Die „Asylkritiker“ kokeln weiter vor sich hin und Deutschland feiert sich für das unglaubliche Engagement und die Solidarität gegenüber Geflüchteten. Toll! Endlich können alle wieder ein bisschen patriotisch sein, weil Deutschland so viel Gutes tut. Aber Moment mal, wer macht das denn eigentlich? Die Regierung mit Steuergeldern? Die NGO´s mit Spendengeldern? Nein, alles nicht. Hauptsächlich sind es Menschen ohne organisierten Bezug, die diese Hilfe leisten.

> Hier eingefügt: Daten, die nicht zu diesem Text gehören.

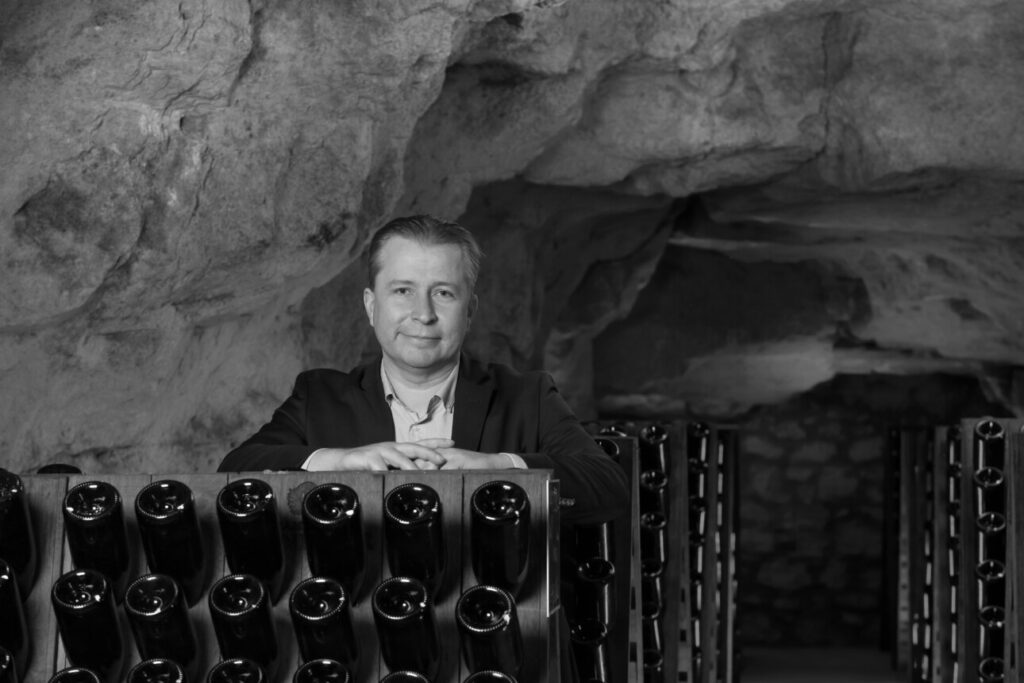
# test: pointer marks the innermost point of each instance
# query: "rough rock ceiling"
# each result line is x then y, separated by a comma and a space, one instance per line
184, 189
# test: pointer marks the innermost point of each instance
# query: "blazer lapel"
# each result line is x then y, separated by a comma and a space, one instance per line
472, 400
381, 426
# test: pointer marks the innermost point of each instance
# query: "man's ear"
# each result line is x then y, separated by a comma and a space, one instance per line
369, 301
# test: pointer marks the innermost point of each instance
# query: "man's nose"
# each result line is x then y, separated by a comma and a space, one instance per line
423, 310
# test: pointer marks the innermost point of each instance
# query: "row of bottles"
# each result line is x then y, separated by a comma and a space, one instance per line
950, 548
157, 604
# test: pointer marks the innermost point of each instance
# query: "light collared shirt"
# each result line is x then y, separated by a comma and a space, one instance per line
433, 421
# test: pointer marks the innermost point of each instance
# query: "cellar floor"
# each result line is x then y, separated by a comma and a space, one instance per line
816, 666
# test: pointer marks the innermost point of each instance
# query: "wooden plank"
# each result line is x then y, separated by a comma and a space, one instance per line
942, 660
1015, 553
45, 494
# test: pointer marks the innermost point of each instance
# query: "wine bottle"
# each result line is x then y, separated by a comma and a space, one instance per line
170, 532
500, 535
404, 619
247, 512
652, 528
75, 675
653, 667
589, 643
491, 677
991, 670
157, 671
95, 528
159, 617
240, 609
332, 519
13, 631
88, 624
653, 492
237, 670
593, 541
595, 590
323, 671
650, 630
610, 449
17, 541
404, 677
653, 449
8, 671
489, 629
650, 589
415, 535
323, 622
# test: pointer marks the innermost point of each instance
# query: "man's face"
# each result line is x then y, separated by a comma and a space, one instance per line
420, 306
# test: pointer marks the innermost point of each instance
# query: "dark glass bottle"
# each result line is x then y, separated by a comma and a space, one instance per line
595, 590
171, 538
610, 449
653, 449
323, 622
500, 535
653, 667
237, 670
247, 512
17, 541
159, 617
332, 519
652, 529
240, 609
653, 492
75, 675
95, 527
651, 600
404, 677
589, 642
8, 671
88, 623
415, 535
13, 632
489, 629
323, 671
489, 677
157, 671
406, 626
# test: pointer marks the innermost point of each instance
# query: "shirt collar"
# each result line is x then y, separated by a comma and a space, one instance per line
445, 390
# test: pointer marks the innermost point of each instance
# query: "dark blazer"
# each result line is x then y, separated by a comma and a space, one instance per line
497, 410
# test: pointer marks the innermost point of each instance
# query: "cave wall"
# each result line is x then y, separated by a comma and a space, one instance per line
811, 519
185, 190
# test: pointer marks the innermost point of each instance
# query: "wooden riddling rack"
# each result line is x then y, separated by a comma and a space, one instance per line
538, 603
624, 638
935, 542
692, 636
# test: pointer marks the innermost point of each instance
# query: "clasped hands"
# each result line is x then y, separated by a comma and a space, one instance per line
428, 454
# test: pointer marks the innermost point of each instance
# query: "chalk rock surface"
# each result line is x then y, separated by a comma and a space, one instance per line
185, 189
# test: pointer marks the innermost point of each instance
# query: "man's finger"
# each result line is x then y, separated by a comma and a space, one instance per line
421, 452
395, 458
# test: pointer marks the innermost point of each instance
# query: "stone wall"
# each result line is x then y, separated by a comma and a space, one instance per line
810, 558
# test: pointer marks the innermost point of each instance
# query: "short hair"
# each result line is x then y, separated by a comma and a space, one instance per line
427, 230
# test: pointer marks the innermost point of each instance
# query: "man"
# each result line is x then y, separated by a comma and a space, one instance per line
424, 403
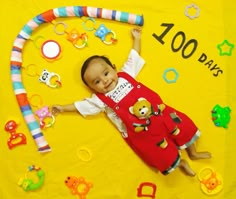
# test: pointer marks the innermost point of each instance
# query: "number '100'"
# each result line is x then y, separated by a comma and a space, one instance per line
186, 51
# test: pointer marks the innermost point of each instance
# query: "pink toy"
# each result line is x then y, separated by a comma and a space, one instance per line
147, 184
43, 113
15, 138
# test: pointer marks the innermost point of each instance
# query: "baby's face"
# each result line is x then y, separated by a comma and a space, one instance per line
100, 76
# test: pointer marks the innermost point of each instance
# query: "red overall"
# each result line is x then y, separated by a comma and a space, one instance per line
146, 143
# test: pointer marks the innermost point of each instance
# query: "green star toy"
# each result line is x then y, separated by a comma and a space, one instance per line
221, 116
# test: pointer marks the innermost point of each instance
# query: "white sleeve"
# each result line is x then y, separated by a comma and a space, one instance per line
134, 64
90, 106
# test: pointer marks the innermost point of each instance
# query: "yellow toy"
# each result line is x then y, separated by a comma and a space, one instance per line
211, 181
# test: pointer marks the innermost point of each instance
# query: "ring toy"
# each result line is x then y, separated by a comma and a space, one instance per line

Beispiel Ernst-Grube-Halle (EGH): Der Staat (die Kommune? Anm.MU) akquirierte die Sporthalle der Uni, um sie zur Geflüchtetenunterkunft zu machen, dann setzte er die Johanniter als Betreiber ein. Diese bekommen die Mittel für das Nötigste: Essen, Trinken, Unterbringung. Alles andere ist Luxus, was von außen kommen muss, also „bürgerliches Engagement“. In der Grube-Halle wurde vor allem der Student_Innenrat aktiv und veranlasste ein großes Treffen im Audimax, dem Hauptvorlesungssaal der Universität. Als Resultat gingen daraus Arbeitskreise hervor, die den Geflüchteten unter anderem auch Freizeitaktivitäten anbieten. Privat ist in diesen Kreisen auch viel Engagement vorhanden, wenn es zum Beispiel um das Sortieren von Kleiderspenden in den Räumen der Johanniter oder den einfachen persönlichen Kontakt mit den Menschen vor Ort geht, die sonst niemand fragt wie es ihnen geht, nicht mal die Medien, die doch sonst jeden Notstand als gefundenes Fressen sofort in ein Spektakel verwandeln.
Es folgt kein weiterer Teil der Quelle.